American R&B girl group

Psiryn (pronounced “Siren”) is an American R&B girl group. Consisting of members Anaya Chayenne, Jada Denise, and Victoria McQueen, it was founded in 2024 by Xscape member Kandi Burruss and releases music through Kandi Koated Entertainment. BET called them one of five modern Black girl groups "that we're rooting for in 2025."

== Career ==
Kandi Burruss found Anaya, Jada, and Victoria on social media where the trio covered songs like "Sweet Love" by Anita Baker, after which Kandi Burruss, and Nick Cannon, sought to make the trio into a more developed musical act which would then become Psiryn. In 2024, they served as the opening act to the Queens of R&B Tour.

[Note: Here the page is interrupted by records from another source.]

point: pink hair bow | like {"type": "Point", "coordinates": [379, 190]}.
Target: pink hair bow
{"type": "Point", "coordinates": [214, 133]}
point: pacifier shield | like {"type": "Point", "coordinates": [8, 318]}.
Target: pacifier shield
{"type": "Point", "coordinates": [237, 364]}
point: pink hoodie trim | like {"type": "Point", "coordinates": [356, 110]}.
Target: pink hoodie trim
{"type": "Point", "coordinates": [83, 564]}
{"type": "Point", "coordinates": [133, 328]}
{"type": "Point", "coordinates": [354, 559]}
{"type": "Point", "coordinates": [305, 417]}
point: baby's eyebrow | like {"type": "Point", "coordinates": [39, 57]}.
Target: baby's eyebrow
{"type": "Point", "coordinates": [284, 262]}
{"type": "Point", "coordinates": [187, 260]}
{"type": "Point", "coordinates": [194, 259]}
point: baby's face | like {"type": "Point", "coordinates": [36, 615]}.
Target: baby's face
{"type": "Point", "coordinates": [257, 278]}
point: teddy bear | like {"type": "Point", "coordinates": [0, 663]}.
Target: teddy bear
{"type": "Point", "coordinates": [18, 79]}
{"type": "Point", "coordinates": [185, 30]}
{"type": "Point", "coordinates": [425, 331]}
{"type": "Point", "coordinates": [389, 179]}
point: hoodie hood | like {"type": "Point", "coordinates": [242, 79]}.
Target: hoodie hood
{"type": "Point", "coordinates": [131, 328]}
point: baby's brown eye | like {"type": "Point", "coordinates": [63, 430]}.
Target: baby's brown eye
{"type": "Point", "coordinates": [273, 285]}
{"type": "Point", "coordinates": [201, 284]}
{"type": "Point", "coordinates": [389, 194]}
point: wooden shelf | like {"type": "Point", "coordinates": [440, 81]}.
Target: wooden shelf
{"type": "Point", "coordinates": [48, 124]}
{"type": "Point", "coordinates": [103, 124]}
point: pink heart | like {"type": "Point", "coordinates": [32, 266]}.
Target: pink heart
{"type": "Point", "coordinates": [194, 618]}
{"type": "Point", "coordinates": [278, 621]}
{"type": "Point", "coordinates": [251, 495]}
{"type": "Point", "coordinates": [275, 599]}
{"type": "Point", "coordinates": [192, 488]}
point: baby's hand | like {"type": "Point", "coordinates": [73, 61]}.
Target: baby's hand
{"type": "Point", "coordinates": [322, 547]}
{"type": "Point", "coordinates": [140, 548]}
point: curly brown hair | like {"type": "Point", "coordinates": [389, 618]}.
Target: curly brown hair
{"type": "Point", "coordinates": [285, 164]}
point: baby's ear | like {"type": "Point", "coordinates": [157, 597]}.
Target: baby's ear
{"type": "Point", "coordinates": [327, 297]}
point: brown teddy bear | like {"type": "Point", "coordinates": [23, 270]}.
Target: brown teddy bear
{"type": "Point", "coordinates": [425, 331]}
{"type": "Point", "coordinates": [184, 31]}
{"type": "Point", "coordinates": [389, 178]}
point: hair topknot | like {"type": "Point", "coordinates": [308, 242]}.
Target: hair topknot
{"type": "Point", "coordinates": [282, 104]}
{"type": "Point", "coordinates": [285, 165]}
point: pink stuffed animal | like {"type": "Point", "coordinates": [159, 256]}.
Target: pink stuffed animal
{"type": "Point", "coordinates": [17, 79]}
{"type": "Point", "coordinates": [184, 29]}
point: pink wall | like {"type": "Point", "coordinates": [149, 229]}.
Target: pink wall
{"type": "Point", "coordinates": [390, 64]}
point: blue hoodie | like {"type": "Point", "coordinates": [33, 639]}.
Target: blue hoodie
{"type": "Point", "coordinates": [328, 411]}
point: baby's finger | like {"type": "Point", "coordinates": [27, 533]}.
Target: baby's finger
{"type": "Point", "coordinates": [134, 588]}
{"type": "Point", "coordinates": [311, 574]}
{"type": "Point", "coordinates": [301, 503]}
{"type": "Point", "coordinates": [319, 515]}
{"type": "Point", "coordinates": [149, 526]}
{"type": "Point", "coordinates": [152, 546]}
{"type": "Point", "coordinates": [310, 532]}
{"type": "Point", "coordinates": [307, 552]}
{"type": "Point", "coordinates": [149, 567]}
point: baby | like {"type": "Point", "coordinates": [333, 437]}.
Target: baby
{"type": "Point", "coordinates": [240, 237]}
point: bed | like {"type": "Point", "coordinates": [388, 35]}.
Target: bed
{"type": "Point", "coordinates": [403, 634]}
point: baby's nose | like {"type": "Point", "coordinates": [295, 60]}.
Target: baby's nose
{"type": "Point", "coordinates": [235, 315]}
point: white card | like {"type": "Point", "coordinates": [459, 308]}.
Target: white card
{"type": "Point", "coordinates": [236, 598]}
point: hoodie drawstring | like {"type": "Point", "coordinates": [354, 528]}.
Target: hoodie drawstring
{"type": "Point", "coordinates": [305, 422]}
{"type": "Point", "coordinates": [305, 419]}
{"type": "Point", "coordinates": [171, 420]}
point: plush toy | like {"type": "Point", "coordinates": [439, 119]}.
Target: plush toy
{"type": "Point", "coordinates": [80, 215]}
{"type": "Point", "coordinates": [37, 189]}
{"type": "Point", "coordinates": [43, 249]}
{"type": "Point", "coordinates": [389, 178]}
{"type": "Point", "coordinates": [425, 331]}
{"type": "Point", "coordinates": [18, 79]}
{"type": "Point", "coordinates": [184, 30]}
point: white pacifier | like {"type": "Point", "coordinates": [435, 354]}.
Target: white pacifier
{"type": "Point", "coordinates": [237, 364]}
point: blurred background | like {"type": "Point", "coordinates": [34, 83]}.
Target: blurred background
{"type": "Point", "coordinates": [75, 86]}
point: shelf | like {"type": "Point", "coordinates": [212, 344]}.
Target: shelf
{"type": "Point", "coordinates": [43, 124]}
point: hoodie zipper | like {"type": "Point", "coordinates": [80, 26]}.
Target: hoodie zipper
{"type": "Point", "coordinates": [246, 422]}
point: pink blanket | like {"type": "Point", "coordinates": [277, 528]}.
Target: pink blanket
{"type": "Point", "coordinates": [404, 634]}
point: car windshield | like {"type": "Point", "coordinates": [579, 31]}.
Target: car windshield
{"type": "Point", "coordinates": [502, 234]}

In September 2024, Psiryn debuted their single "Sober" and landed on several charts. In February 2025, the single hit number one on the Adult R&B Airplay chart, marking the first all-women duo or group to do so in over two decades; R&B duo Floetry had last reached number one on the same chart in 2003.

In April 2025, Psiryn released "The Softest", a single and modern take on Xscape's "Softest Place on Earth", with Kandi Burruss herself featuring on the track.

In June 2025, Psiryn released their debut EP, In The Key Of Us. It features six tracks, including "Sober" and "The Softest".

In August 2025, Kandi confirmed in an interview that a member (later confirmed to be Anaya), left the group.

In July 2026, Kandi announced that Jada Denise would continue with Kandi as a solo artist working with Christian Ward (Hitmaka).